***
Toen ze die ochtend opstond, was ze het beslist niet van plan.
Er moest iets gebeuren, dat was duidelijk. Er moest een afdoende oplossing gezocht worden voor een precair probleem.
Een probleem te veel.
Soms is de maat vol, loopt de beker over. Soms kan één verkeerd woord of één verkeerde beweging een lawine aan ellende veroorzaken. Soms ga je daardoor één stap te ver.
Toch was ze het niet van plan.
De herfst was vroeg begonnen. Ze had altijd een hekel aan de herfst, maar dit jaar niet. Deze keer kon het niet vroeg genoeg gaan stormen, mochten de bomen sneller dan ooit hun bladeren verliezen en waren de regenbuien meer dan welkom. De slechtste zomer van haar leven moest bedolven worden onder natuurgeweld.
Die morgen scheen de zon. De uitbundige zonnestralen verblindden haar. De nieuwslezer op de radio meldde dat de opleving van korte duur zou zijn.
Toen ze op weg was naar haar bestemming, voelde ze niets. Ze vroeg zich af of ze eigenlijk nog leefde. Het idee dat ze dood kon zijn stond haar wel aan.
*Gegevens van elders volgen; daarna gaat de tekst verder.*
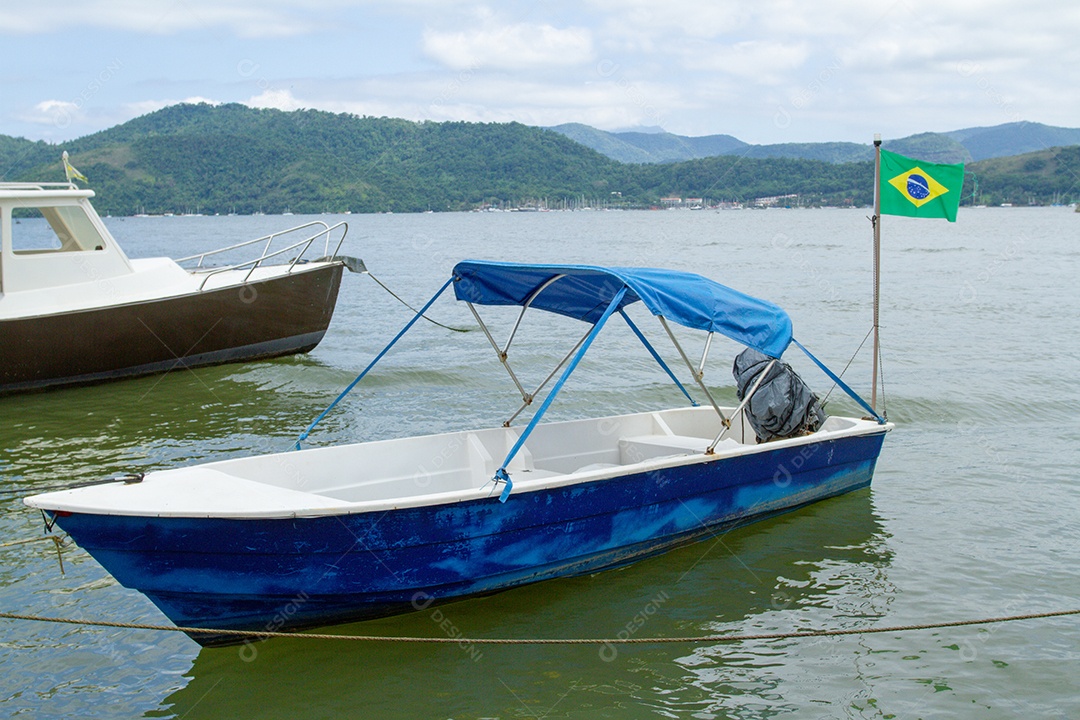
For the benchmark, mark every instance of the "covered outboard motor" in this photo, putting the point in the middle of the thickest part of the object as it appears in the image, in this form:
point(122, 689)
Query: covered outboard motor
point(782, 406)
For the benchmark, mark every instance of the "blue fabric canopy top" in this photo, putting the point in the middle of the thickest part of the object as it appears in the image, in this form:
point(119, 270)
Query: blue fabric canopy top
point(586, 290)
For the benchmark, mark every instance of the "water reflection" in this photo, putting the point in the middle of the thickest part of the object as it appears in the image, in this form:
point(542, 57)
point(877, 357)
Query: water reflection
point(813, 568)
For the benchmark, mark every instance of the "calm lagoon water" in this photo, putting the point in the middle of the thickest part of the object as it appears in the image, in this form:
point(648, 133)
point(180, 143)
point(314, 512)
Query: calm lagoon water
point(972, 513)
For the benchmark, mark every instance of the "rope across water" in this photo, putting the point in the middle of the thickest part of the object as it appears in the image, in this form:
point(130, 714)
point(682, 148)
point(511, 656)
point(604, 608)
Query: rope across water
point(260, 635)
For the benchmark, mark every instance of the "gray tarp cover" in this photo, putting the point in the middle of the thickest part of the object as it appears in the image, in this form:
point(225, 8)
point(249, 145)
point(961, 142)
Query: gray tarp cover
point(782, 406)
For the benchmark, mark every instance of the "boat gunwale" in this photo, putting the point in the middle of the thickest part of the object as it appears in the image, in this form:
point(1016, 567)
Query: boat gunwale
point(272, 275)
point(523, 485)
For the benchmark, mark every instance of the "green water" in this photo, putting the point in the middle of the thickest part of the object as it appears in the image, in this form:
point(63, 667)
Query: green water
point(972, 513)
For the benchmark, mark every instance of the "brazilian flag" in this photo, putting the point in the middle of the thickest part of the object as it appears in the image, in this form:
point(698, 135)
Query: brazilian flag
point(917, 189)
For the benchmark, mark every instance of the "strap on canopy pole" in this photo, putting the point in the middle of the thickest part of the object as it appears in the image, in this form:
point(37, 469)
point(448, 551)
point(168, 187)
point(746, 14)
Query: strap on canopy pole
point(656, 355)
point(360, 377)
point(835, 378)
point(501, 475)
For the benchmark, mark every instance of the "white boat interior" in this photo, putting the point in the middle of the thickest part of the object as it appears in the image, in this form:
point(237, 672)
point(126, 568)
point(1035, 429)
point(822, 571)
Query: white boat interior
point(79, 265)
point(433, 469)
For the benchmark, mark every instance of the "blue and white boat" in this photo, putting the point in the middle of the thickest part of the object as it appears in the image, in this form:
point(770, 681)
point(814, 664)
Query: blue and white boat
point(322, 535)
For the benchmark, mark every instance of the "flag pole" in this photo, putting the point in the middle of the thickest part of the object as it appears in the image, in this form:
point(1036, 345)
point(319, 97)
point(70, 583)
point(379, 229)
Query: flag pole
point(877, 260)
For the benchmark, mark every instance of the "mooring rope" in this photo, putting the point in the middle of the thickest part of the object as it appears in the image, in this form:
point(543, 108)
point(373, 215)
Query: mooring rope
point(401, 300)
point(262, 635)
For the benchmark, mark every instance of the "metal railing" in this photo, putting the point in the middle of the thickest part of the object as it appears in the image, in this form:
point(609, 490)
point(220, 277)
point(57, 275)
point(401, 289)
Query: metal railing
point(326, 232)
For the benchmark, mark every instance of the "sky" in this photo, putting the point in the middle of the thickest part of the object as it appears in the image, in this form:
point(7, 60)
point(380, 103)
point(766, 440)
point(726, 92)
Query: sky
point(763, 70)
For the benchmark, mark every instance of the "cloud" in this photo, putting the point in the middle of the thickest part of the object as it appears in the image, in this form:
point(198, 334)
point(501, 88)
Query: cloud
point(244, 18)
point(510, 46)
point(278, 99)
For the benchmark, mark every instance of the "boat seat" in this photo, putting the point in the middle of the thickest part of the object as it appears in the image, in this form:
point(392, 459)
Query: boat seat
point(640, 448)
point(594, 466)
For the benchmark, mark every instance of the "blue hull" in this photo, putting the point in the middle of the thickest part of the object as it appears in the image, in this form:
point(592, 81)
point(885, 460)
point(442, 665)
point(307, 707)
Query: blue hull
point(272, 574)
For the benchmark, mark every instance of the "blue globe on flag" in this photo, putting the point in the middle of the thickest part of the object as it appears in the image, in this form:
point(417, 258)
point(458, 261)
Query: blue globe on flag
point(917, 187)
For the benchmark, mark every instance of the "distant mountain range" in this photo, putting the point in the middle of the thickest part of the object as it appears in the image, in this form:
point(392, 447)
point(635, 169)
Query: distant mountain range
point(235, 159)
point(966, 146)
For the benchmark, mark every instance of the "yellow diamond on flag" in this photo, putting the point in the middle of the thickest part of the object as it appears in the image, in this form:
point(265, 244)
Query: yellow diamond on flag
point(917, 187)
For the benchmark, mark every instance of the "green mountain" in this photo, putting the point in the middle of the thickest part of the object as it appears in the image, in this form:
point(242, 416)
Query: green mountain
point(238, 159)
point(1013, 138)
point(221, 159)
point(635, 147)
point(954, 147)
point(1047, 176)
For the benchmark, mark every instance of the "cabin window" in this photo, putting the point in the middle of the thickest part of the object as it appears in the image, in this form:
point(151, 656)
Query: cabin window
point(62, 229)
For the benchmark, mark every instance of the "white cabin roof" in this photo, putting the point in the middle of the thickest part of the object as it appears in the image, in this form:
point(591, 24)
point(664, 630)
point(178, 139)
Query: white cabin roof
point(52, 238)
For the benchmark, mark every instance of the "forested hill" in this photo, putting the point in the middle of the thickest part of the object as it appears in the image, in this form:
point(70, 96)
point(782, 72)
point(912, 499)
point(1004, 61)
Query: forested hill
point(234, 159)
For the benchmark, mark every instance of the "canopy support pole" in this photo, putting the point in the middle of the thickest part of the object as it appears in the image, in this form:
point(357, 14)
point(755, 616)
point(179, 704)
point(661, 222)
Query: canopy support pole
point(545, 380)
point(526, 307)
point(704, 354)
point(657, 356)
point(697, 376)
point(501, 475)
point(727, 423)
point(501, 353)
point(360, 377)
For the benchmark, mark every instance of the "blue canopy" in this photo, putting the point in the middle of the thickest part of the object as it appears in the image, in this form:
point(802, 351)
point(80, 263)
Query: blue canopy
point(586, 290)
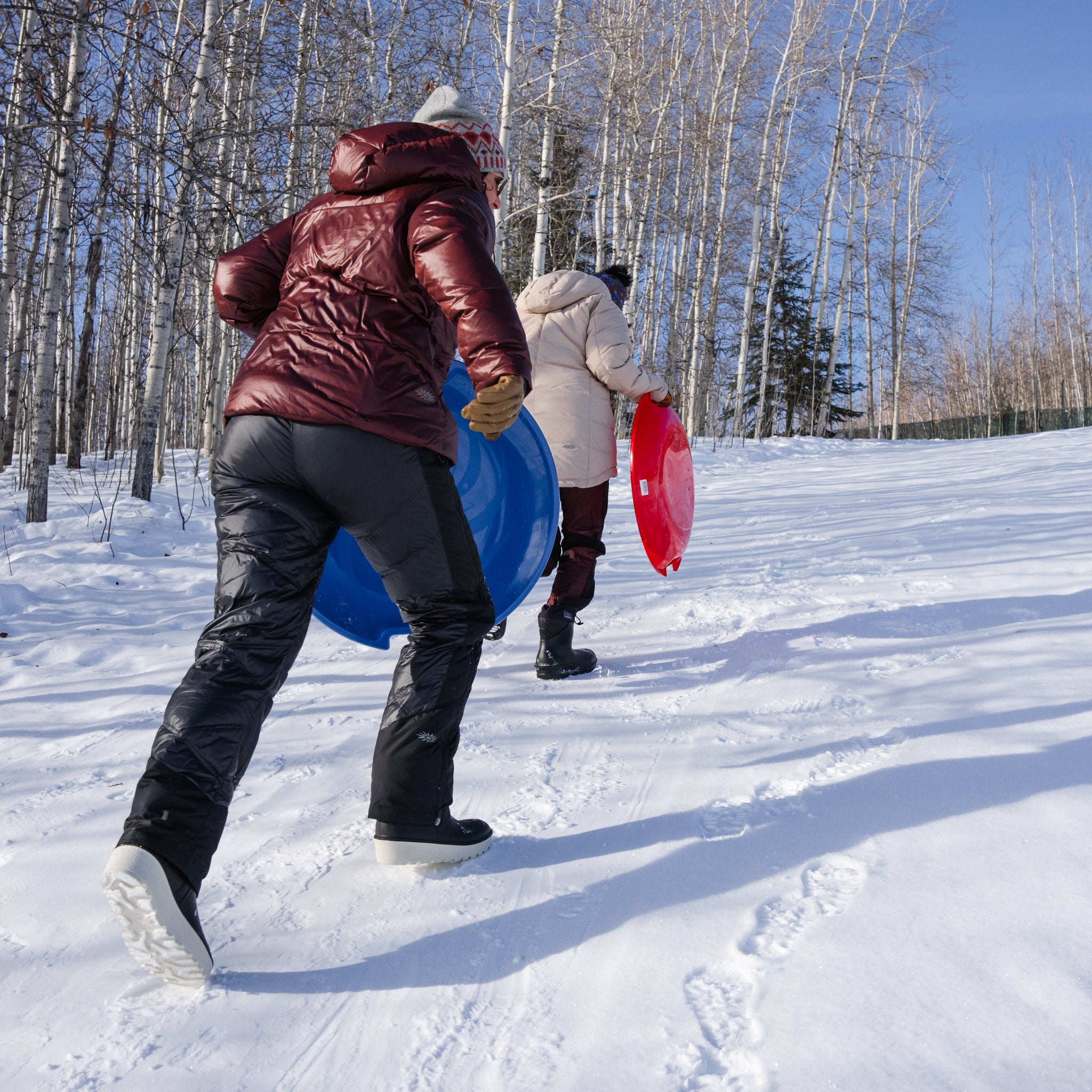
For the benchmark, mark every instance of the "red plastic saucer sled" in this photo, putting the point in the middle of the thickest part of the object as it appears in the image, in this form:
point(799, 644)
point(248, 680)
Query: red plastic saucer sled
point(661, 475)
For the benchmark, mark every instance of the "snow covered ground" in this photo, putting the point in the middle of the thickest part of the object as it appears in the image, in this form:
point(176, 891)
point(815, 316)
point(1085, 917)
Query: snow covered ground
point(821, 821)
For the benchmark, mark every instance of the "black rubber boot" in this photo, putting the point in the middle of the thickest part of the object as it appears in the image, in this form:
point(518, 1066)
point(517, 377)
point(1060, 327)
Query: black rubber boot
point(557, 659)
point(446, 842)
point(186, 898)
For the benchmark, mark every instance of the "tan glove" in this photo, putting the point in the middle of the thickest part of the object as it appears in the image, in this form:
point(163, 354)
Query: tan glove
point(496, 406)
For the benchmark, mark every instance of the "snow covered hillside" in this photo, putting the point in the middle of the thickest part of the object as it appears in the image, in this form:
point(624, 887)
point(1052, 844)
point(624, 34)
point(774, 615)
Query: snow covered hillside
point(821, 821)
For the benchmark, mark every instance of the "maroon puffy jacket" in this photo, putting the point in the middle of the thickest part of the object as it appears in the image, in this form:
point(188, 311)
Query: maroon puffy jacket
point(359, 300)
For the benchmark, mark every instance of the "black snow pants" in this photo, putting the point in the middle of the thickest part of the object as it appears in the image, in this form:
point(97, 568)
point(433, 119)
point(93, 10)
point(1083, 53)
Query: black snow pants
point(282, 489)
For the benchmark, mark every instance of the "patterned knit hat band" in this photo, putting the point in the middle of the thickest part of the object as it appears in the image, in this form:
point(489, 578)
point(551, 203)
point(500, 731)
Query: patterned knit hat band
point(483, 143)
point(448, 108)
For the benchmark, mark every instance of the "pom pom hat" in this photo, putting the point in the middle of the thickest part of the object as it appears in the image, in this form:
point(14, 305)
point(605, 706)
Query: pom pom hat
point(449, 109)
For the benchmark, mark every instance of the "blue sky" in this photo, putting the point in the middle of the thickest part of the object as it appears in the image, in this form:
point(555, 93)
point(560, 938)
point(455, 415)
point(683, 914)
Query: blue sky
point(1024, 71)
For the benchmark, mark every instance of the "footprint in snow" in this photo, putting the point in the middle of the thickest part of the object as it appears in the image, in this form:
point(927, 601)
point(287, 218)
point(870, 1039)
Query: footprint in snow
point(723, 996)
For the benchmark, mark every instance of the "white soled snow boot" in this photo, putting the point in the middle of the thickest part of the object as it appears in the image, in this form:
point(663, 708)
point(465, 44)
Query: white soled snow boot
point(446, 842)
point(156, 930)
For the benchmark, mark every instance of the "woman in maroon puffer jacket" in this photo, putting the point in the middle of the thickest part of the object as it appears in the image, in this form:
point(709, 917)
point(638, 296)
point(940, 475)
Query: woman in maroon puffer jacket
point(336, 419)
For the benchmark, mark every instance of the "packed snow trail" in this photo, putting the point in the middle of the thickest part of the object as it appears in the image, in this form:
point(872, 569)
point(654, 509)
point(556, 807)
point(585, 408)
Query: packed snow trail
point(820, 821)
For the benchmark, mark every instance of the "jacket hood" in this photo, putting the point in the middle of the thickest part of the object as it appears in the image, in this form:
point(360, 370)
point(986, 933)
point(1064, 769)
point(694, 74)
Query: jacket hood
point(381, 157)
point(558, 290)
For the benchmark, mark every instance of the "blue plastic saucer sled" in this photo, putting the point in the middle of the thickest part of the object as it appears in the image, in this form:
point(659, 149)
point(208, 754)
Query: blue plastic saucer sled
point(509, 491)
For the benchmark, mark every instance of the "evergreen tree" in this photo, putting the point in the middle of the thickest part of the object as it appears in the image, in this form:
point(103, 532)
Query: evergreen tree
point(791, 381)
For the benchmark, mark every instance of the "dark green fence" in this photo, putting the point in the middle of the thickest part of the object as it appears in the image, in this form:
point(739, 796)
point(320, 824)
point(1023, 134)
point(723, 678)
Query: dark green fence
point(969, 428)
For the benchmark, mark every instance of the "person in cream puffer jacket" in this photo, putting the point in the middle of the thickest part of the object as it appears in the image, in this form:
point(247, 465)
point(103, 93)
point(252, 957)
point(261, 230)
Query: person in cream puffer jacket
point(580, 352)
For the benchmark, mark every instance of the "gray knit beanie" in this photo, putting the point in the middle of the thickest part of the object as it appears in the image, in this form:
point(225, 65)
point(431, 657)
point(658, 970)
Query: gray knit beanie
point(448, 108)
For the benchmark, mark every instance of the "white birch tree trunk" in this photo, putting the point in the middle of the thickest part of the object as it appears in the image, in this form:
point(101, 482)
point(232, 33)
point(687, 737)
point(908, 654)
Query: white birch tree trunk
point(506, 129)
point(547, 164)
point(53, 283)
point(163, 308)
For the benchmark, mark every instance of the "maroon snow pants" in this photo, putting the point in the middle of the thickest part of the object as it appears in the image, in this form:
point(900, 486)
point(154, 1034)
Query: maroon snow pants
point(579, 543)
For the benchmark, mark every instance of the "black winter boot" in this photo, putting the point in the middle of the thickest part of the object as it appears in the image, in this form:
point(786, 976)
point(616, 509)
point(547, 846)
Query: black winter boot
point(446, 842)
point(156, 909)
point(557, 659)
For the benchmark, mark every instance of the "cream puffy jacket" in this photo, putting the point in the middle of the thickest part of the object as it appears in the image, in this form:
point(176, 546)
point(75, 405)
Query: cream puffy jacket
point(580, 352)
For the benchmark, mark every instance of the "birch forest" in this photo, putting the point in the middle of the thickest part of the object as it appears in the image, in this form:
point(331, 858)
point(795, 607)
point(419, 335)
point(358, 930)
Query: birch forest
point(777, 174)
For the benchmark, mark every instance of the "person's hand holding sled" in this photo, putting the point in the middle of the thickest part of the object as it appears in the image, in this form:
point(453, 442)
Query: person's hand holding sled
point(496, 406)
Ze reed de straat in en was kalm. De herinneringen vielen haar niet lastig; ze constateerde dat de aanblik van de bekende beelden zelfs geen pijn meer deed. Het verleden was blijkbaar voorbij.
Voorgoed voorbij.
Misschien dat de confrontatie daardoor zo hard aankwam, dat de gruwelijke waarheid haar daardoor zo bezeerde. Dat de woede die ze eindelijk in sluimertoestand had gekregen daardoor zo ruw werd gewekt.
Het kwam door die lach, de sluwe beweging van zijn lippen, de afstotelijke mond. Het kwam door de gewelddadige blik in zijn ogen. Het kwam door wat hij ooit met haar deed en met welke gevolgen.
Ze was het niet van plan, maar toch deed ze het.